Ireland’s first community air ambulance draws concern from doctors

Doctors from around the world have written an open letter to express concern about Ireland’s first community air ambulance.

A total of 22 Helicopter Emergency Medical Service (HEMS) experts from the US, Australia, New Zealand, Canada and Norway have raised issues that the life-saving service will not be doctor-led as most services are across the world.

The country’s first charity air ambulance landed in Kerry on Friday and will officially enter full-time daylight hours next month.

The air ambulance is expected to respond to up to 500 calls per year (Don MacMonagle/PA)

The service will cost two million euro to run annually and is to be funded through community and donor contributions.

It will have an advanced paramedic and an emergency medical technician (EMT) leading the medical care.

The air ambulance is expected to respond to up to 500 calls per year and bring the population of a 10,000 square mile area within 20 minutes of critical medical care.

Irish Community Rapid Response (ICRR) – a charity dedicated to pre-hospital care – is running the service in co-operation with the HSE National Ambulance Service.

It will be tasked through the National Ambulance Service 999/112 call system and is supported by the HSE and Department of Health.

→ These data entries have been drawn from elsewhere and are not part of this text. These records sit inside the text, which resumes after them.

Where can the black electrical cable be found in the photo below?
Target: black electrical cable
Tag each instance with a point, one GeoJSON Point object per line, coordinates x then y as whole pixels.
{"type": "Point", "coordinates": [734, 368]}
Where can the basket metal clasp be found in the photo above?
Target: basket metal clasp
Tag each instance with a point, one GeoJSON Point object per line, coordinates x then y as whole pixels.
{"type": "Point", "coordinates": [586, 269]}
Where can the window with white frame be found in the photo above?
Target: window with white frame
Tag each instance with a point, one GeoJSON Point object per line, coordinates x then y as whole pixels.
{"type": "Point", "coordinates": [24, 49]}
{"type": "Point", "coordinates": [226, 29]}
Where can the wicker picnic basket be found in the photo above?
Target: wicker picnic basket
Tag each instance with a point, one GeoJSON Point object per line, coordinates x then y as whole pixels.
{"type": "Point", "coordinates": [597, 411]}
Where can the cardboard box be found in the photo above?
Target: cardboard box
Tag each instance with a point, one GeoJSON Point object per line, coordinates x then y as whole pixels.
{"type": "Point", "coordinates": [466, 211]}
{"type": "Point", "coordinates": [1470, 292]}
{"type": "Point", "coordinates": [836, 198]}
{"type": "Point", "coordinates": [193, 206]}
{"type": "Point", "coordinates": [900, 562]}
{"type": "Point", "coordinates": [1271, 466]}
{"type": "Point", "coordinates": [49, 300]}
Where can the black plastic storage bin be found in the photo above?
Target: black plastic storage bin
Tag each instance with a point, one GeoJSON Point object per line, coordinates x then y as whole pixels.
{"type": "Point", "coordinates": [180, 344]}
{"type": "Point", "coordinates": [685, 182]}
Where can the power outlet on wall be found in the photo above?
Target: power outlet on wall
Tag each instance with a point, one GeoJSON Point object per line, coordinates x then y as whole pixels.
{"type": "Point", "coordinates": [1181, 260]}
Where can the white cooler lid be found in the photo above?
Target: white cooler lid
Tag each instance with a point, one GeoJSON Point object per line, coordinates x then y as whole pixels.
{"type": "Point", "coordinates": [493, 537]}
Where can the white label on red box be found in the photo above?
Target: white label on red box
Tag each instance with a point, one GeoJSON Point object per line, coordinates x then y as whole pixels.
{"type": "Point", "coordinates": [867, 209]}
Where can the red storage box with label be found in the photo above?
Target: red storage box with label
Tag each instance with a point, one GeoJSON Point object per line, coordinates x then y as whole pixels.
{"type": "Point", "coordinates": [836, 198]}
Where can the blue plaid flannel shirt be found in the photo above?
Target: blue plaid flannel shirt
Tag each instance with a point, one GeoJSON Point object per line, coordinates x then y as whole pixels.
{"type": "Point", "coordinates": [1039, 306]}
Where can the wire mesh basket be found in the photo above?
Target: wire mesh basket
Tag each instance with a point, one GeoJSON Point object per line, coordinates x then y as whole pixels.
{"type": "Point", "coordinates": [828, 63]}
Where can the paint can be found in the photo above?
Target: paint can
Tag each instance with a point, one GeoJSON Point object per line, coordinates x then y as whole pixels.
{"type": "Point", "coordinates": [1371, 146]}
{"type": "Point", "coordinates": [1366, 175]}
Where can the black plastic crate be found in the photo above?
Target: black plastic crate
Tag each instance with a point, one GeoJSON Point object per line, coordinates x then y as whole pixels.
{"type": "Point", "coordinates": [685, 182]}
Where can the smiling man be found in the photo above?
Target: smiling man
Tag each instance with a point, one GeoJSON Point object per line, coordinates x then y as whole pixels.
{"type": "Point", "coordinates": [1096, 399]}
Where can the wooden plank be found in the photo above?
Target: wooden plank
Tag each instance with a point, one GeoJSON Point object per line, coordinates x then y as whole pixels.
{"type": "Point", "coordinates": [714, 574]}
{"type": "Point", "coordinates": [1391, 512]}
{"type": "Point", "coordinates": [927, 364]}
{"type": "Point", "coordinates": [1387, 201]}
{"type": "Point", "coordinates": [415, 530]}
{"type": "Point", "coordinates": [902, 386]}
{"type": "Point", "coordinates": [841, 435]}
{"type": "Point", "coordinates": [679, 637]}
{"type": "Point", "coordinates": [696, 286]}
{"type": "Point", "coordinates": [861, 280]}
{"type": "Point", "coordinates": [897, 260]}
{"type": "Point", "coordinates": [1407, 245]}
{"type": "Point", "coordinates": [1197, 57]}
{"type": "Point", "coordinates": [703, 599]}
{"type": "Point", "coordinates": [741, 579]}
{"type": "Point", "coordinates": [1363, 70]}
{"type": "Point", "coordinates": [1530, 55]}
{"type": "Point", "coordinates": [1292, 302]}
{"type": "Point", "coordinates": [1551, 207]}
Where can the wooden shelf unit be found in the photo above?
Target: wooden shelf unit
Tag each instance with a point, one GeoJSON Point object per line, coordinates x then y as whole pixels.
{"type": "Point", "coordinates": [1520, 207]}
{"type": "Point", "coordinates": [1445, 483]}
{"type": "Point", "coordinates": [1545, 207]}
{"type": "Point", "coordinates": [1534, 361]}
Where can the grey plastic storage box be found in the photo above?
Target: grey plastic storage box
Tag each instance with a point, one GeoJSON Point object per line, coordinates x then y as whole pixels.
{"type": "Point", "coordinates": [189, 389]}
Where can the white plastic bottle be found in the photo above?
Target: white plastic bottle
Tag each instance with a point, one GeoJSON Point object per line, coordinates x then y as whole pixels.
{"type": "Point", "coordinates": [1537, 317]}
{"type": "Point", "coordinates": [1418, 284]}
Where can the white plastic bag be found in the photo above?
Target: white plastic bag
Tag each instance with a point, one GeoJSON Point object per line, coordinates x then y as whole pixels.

The international flying doctors have expressed concern that the service is paramedic-led.

ICRR CEO John Kearney, left, and pilot captain John Murray (Don MacMonagle/PA)

In a five-page open letter, they said: “This is not up to the standard expected of a HEMS and will not be able to provide advanced pre-hospital medical and trauma care to the critically ill and injured patients it is tasked to.

“It will not be a flying ED (emergency department) or ICU.”

The letter stated that a doctor-led service would “improve clinical outcomes, decrease morbidity and mortality”.

It added: “This model brings the ER resuscitation room and intensive care unit to the patient.

“Recently the UK National Institute for Health and Care Excellence (NICE) published a benchmark guideline entitled, ‘Major trauma: assessment and initial management’.

“The life and limb-saving pre-hospital interventions listed in this guideline cannot be provided outside of a physician-staffed model in Ireland.

“Examples include and are not limited to pre-hospital blood transfusion to a bleeding patient, general anaesthetic in severe head injury and advanced trauma resuscitation including surgical eye, life and limb-saving interventions.”

The international flying doctors have expressed concern that the service is paramedic-led (Don MacMonagle/PA)

It called for the HSE to enhance the current HEMS resources, saying it is “imperative” that the correct model is in place.

Among the signatories were Scotland’s lead consultant in retrieval medicine, Stephen Hearns and the clinical director of trauma at Royal London Hospital, Anne Weaver.

A spokeswoman for the Department of Health said: “With regard to the content of the open letter, it should be noted that from the outset, any new air ambulance service will operate as an extension of the existing Emergency Aeromedical Service (EAS).

“The EAS, based in Athlone, has been successfully operating for many years in partnership with the Irish Air Corps with the crewing model of an Advanced Paramedic and an Emergency Medical Technician.

“The spectrum of patients dealt with by our EAS differs from aeromedical services in other countries who have physician led crews. Our EAS deals with less trauma, and more acute medicine (STEMI heart attacks and stroke in particular).

“Last year the National Ambulance Service (NAS) analysed EAS activity and found that 92% of our patients’ needs were met within the Advanced Paramedic scope of practice.

“Since then, the NAS medical director has extended the scope of practice of EAS advanced paramedics by privileging them for ketamine use for sedation (over and above the Clinical Practice Guideline for analgesia).

“As our aeromedical service evolves, we will continue to review how we can provide the best possible level of care for patients.

“That might include physician crewing, or it might include further expanding the competencies of EAS advanced paramedics or introducing specialist critical care paramedics.”